Croiser les expériences entre enseignants, parents et professionnels socio-éducatifs
Afin de favoriser la réussite scolaire, des rencontres ont lieu à Pierre Bénite entre les familles des quartiers populaires, les professionnels socio-éducatifs et l’École. L’objectif : croiser les expériences et mettre sur pied des projets communs.
Les origines du projet
Le comité de pilotage du projet est co-animé par la Ville de Pierre Bénite et le centre social. Y participent l’Etat, le conseil général du Rhône, le Contrat Urbain de Cohésion Sociale (CUCS), l’Education Nationale (inspecteur, collège, écoles), la Mission régionale d’information sur l’exclusion en Rhône-Alpes (MRIE), la Maison des Jeunes et de la Culture.
Le budget 2010 était de 30 700 euros. Financements : 42% Etat (politique de la ville), 26% Ville de Pierre Bénite, 22% conseil général du Rhône, 10% enveloppe REAPP (Réseaux d’Ecoute, d’Appui et d’Accompagnement des Parents).

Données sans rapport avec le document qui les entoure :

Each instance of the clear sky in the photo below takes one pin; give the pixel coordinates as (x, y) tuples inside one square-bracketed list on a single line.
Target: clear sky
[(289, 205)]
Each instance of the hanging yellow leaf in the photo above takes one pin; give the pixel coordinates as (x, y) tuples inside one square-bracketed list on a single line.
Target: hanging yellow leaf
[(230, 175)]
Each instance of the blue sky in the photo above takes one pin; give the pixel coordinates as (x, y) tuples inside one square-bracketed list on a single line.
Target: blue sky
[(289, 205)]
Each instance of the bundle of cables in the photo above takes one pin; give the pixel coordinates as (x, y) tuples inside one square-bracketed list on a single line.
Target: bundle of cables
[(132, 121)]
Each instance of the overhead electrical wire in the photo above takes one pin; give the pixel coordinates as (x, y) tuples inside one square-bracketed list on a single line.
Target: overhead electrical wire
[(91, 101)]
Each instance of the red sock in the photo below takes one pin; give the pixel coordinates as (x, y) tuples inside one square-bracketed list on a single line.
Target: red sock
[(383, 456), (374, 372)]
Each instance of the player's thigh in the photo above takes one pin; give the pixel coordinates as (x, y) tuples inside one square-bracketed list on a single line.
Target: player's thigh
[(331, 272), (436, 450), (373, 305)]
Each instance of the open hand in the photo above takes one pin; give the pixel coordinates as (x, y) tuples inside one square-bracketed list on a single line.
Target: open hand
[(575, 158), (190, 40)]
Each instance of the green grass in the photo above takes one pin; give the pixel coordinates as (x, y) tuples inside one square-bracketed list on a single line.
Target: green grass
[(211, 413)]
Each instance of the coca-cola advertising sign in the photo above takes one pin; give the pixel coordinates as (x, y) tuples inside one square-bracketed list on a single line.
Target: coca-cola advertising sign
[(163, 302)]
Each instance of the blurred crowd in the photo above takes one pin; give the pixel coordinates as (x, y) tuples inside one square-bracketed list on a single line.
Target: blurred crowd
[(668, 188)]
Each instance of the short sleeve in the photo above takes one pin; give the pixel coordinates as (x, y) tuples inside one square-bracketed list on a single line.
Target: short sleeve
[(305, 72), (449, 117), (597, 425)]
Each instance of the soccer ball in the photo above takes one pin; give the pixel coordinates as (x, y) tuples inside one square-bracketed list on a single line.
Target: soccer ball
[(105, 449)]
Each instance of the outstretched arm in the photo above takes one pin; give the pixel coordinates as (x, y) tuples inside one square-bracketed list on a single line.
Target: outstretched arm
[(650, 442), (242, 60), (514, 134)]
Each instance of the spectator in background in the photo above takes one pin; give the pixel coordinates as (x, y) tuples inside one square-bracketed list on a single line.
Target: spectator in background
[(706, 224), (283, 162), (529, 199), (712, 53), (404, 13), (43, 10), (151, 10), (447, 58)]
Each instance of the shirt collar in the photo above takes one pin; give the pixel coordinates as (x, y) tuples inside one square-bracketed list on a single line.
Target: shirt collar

Depuis le milieu des années 1990, un groupe de mères de famille de la région lyonnaise s’engage avec le collectif « Paroles de femmes » dans une démarche visant à redynamiser la démocratie et la citoyenneté dans les quartiers populaires. Elles-mêmes confrontées directement à des difficultés d’éducation et de scolarité de leurs enfants, ces mamans s’intéressent particulièrement au thème du lien entre l’École et les familles dans les quartiers. Avec l’Université Populaire des Parents et la Mission Régionale d’Information sur l’Exclusion en Rhône-Alpes (MRIE), une recherche visant à croiser les regards entre parents et professionnels de l’Education Nationale accompagnée par un universitaire, Daniel Thin, est réalisée à partir de 2005 sur le thème « enfants décrocheurs, enfants décrochés ».
A la même époque, le centre social Maison des Roches organise à Pierre Bénite des soirées débats sur les questions de parentalité, qui n’attirent que peu de parents. Impressionnés par les résultats de la recherche des femmes, les acteurs de Pierre Bénite (la Ville, le CUCS, le centre social) décident de lancer un travail de regards croisés parents/professionnels de co-construire des propositions d’actions à mettre en œuvre sur la ville. Entre juin 2008 et juin 2009, quatre des mères de famille du collectif « Paroles de femmes » sont missionnées pour mener une enquête auprès des parents de la commune et constituer un collectif de parents. Cette enquête révèle les préoccupations des parents, certaines difficultés dans les relations entre les populations du quartier et l’École et propose des axes de travail. Dans le même temps, deux groupes de professionnels (socio éducatifs et Éducation Nationale), animés par la MRIE produisent de leur côté une analyse des difficultés des jeunes et de leur propre rôle de professionnels.
En juin 2009, un atelier collectif réunit les trois groupes. Les partenaires (ville, CUCS, centre social), accompagnés par la MRIE et un consultant décident de perpétuer ce type de rencontres – entre pairs dans un premier temps, dans le cadre d’un croisement des savoirs dans un deuxième temps – afin d’aller plus loin en se donnant les moyens d’articuler la réflexion et l’amélioration des pratiques.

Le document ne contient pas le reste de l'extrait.